Analena B. Bruce, Elizabeth T. Maynard and James R. Farmer
High tunnels are an increasingly popular part of the infrastructure among small and diversified farms that market their products directly to consumers. In addition to extending the growing season, research has strongly indicated that high tunnels can increase yield, enhance shelf life, and improve the quality of crops grown. The objective of this study was to gain a better understanding, from the perspective of farmers, of the challenges and opportunities associated with adopting high tunnels for specialty crops in Indiana. We collected information through a case study that included questionnaires and in-depth interviews with 20 farmers. We found that the additional labor and time requirements of high tunnel production, the increased complexity of high tunnel production, soil fertility, and disease management, and limited winter markets posed the greatest challenges.
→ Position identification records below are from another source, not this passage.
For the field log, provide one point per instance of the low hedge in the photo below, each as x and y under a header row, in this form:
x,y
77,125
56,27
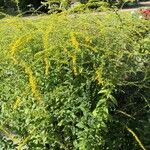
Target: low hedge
x,y
74,82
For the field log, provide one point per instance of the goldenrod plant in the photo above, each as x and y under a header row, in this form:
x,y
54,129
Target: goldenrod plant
x,y
74,82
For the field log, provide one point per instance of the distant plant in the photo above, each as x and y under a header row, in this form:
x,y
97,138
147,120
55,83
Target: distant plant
x,y
74,82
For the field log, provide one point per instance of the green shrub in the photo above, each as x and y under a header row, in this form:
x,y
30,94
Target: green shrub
x,y
64,78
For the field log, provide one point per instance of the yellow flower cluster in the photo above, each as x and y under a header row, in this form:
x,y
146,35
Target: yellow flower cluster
x,y
46,45
74,41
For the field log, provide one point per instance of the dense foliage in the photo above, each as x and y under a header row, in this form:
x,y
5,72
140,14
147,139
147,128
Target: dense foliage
x,y
75,82
57,6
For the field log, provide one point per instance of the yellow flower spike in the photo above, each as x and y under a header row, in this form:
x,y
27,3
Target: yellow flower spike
x,y
74,64
17,103
99,77
46,45
74,42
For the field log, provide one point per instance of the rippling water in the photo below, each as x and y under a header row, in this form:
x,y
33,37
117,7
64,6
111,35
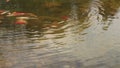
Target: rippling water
x,y
89,40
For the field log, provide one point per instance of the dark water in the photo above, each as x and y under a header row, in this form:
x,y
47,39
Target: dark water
x,y
90,39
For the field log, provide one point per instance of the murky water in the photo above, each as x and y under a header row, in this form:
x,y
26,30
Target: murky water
x,y
89,39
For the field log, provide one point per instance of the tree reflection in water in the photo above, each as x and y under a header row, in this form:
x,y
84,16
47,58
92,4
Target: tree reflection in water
x,y
82,36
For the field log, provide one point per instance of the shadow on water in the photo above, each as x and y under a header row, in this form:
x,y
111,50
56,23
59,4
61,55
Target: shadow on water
x,y
89,38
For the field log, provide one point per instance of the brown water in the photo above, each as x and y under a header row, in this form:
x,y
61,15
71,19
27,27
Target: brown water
x,y
88,40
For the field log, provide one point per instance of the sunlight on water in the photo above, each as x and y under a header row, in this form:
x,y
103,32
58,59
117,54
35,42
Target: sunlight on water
x,y
89,38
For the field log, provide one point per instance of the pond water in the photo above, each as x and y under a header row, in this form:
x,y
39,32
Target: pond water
x,y
89,39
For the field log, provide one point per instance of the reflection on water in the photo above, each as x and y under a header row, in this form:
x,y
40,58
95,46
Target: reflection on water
x,y
88,39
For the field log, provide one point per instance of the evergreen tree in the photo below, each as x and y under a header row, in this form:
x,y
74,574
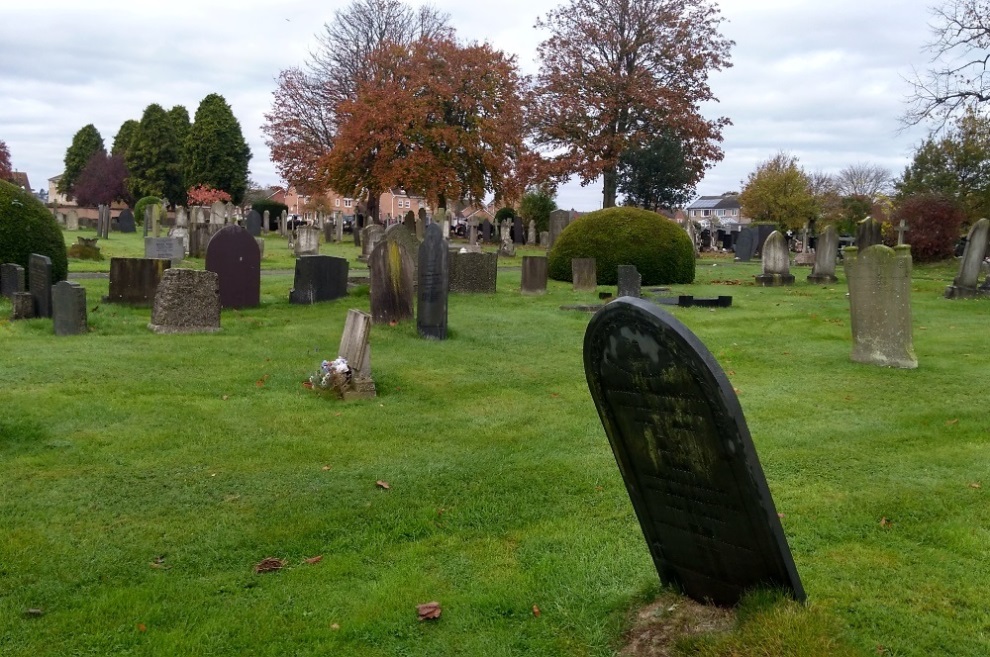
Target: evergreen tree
x,y
86,143
216,154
The ability to differentiate their products based on higher quality and longer shelf life, the ability to obtain a premium price, the ability to have a source of income during the off-season, and the ability to produce complementary crops were the most important opportunities for using high tunnels. This research implied ways to expand opportunities and reduce barriers to maximizing the potential of high tunnels. Understanding the human dimensions of managing high tunnels is important for providing extension educators and Natural Resources Conservation Service field staff with better knowledge of the common difficulties and benefits of this technology so they are better able to advise farmers considering investing in a high tunnel. A focus on the human dimensions is also helpful for identifying research priorities to evaluate new approaches to decreasing problems and increasing benefits. Consequently, this study provided an in-depth understanding of farm-level challenges associated with high tunnel adoption to improve future research in diverse fields.